# What to spend some money on?



## ShipstonPhilip (Dec 25, 2014)

I have a DeLonghi Dedica espresso machine and a Dualit 75015 conical burr grinder. I mainly grind for espresso - but not exclusively. I have a small kitchen (ok, maybe not that small - but it's full of stuff) and as the only coffee drinker in the house need things with a relatively small footprint.

I have £300 burning a hole in my pocket, which is either going towards next year's season ticket for Leicester City or upgrading a piece of coffee kit. I suspect the latter will give me more pleasure, so I was wondering what to do? From a look through here I suspect grinder first - but would be delighted to have some tips. I'd want to buy new and I'm never going to be spending high end figures on a grinder or coffee machine!


----------



## johnbudding (Dec 2, 2014)

ShipstonPhilip said:


> ... next year's season ticket for Leicester City or upgrading a piece of coffee kit. I suspect the latter will give me more pleasure...

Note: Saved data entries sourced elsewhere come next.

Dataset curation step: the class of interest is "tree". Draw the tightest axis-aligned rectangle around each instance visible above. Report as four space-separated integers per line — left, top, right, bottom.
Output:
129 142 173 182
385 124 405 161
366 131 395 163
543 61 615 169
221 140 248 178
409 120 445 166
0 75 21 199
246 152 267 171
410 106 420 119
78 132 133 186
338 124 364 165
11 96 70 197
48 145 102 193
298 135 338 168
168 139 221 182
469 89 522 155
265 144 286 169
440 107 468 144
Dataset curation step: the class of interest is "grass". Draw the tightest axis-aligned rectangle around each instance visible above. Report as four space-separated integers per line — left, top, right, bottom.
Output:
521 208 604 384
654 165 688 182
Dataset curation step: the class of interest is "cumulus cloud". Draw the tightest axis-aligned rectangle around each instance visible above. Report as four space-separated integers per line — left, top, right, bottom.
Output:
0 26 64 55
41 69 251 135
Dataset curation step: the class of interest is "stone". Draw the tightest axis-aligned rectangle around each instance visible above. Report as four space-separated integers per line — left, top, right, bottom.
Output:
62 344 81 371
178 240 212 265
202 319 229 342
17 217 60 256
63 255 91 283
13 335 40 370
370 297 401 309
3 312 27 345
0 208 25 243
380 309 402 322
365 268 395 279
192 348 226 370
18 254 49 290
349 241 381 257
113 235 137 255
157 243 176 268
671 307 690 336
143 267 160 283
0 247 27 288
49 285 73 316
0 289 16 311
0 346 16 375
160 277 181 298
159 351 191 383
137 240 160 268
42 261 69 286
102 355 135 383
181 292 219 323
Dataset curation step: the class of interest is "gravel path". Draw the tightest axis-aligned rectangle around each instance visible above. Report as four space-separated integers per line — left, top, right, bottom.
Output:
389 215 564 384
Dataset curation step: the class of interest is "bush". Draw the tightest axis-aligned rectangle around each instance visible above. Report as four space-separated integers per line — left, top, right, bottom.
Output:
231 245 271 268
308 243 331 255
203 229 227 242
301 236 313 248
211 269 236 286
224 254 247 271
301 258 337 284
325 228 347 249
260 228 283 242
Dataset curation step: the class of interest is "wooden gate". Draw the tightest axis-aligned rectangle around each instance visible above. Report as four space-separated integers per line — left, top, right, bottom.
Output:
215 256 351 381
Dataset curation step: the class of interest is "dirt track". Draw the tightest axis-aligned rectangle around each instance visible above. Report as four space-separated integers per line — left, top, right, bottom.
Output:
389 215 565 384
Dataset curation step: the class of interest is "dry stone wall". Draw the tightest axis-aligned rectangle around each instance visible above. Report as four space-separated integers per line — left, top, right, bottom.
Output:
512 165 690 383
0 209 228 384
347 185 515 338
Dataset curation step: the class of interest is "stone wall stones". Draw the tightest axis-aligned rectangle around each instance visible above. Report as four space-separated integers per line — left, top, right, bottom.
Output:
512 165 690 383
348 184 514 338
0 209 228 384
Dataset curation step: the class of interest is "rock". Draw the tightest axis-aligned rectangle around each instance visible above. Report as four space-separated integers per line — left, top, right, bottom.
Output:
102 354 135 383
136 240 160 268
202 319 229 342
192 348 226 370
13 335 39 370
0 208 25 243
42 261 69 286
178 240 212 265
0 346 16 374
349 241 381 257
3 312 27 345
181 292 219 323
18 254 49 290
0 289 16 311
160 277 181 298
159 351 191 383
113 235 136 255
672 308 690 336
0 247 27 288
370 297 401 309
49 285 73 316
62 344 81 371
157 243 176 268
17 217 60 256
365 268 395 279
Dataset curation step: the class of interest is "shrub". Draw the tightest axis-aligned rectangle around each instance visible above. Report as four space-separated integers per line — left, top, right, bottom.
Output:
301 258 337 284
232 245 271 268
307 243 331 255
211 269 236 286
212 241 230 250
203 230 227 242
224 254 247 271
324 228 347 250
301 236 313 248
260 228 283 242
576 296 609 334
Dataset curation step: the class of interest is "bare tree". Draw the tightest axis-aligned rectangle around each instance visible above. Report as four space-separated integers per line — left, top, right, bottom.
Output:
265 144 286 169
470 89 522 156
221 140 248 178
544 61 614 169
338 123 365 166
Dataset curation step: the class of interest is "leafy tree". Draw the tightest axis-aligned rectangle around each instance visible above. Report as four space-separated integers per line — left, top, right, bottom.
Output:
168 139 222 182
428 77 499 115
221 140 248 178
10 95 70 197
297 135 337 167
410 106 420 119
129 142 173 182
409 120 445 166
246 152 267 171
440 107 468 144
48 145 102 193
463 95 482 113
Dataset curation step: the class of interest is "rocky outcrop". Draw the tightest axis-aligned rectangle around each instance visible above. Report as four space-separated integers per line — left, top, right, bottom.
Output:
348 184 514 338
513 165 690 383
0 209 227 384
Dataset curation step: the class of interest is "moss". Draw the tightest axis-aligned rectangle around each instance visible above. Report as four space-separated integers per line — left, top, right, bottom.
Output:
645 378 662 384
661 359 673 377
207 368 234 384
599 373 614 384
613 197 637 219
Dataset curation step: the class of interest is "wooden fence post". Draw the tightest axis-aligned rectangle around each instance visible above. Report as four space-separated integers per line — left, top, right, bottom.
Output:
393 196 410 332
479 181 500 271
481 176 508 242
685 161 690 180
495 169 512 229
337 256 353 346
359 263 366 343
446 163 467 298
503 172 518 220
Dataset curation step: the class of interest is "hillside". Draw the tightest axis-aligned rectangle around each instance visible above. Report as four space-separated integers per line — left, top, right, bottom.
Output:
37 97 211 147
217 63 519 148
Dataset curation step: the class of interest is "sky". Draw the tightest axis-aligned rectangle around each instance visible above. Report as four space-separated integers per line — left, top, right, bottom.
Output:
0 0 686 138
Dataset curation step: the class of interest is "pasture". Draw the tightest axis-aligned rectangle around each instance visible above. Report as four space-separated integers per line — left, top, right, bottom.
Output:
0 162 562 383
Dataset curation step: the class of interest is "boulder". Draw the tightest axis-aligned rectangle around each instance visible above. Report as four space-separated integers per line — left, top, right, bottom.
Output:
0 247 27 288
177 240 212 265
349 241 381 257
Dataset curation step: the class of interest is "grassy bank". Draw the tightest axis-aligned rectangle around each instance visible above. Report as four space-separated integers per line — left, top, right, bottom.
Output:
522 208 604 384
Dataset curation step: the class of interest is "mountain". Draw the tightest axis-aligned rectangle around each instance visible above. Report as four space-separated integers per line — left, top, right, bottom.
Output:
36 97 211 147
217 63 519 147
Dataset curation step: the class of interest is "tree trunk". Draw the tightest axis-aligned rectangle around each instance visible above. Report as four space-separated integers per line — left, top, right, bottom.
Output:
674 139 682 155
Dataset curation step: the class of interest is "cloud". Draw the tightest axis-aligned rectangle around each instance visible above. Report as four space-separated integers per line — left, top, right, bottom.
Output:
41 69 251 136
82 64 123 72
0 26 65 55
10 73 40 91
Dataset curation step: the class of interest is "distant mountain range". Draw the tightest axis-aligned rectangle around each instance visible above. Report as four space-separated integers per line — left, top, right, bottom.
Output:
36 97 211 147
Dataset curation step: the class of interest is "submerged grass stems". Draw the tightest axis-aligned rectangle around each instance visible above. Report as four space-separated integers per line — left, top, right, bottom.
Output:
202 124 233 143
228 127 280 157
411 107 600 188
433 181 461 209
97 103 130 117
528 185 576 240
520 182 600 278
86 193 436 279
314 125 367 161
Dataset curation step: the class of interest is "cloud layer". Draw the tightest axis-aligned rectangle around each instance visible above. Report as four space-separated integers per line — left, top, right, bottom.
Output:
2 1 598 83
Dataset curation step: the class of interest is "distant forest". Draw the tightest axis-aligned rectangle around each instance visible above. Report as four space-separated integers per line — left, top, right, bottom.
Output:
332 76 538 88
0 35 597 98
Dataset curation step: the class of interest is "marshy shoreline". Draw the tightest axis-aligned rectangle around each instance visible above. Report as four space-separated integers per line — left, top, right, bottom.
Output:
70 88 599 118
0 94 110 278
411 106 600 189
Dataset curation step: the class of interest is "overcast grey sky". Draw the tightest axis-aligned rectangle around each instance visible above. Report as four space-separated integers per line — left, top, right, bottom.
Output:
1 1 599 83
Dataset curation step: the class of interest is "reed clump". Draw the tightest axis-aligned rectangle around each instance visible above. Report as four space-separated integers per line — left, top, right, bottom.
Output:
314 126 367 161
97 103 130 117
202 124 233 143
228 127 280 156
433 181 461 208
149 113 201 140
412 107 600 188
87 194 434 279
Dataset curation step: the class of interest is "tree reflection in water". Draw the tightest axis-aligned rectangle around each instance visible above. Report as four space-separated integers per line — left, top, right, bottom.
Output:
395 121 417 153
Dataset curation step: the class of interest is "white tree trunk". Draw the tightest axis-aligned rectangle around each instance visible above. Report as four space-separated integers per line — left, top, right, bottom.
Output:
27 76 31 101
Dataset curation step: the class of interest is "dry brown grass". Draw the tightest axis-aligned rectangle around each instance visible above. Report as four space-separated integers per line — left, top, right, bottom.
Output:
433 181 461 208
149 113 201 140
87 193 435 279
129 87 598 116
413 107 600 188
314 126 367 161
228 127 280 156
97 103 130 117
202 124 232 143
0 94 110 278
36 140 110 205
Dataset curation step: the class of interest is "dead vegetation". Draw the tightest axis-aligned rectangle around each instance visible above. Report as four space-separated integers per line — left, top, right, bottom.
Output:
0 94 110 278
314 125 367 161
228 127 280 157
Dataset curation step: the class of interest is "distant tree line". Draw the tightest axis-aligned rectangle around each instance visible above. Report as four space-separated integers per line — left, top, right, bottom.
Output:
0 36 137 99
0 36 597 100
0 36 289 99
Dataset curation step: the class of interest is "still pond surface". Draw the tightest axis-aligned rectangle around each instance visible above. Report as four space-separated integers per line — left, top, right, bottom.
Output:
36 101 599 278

Ha - well with our performance this year you've probably got a point there! I recently got an Eureka Mignon grinder, which would fit your budget. I'm very happy, but relatively inexperienced, so perhaps a more seasoned member has some better advice. Perhaps you could split half way and buy a nice tamper, tamping mat and some accessories, such as a bottomless portafilter. My 2 pence worth. Fingers crossed for today's performance against Spurs.


----------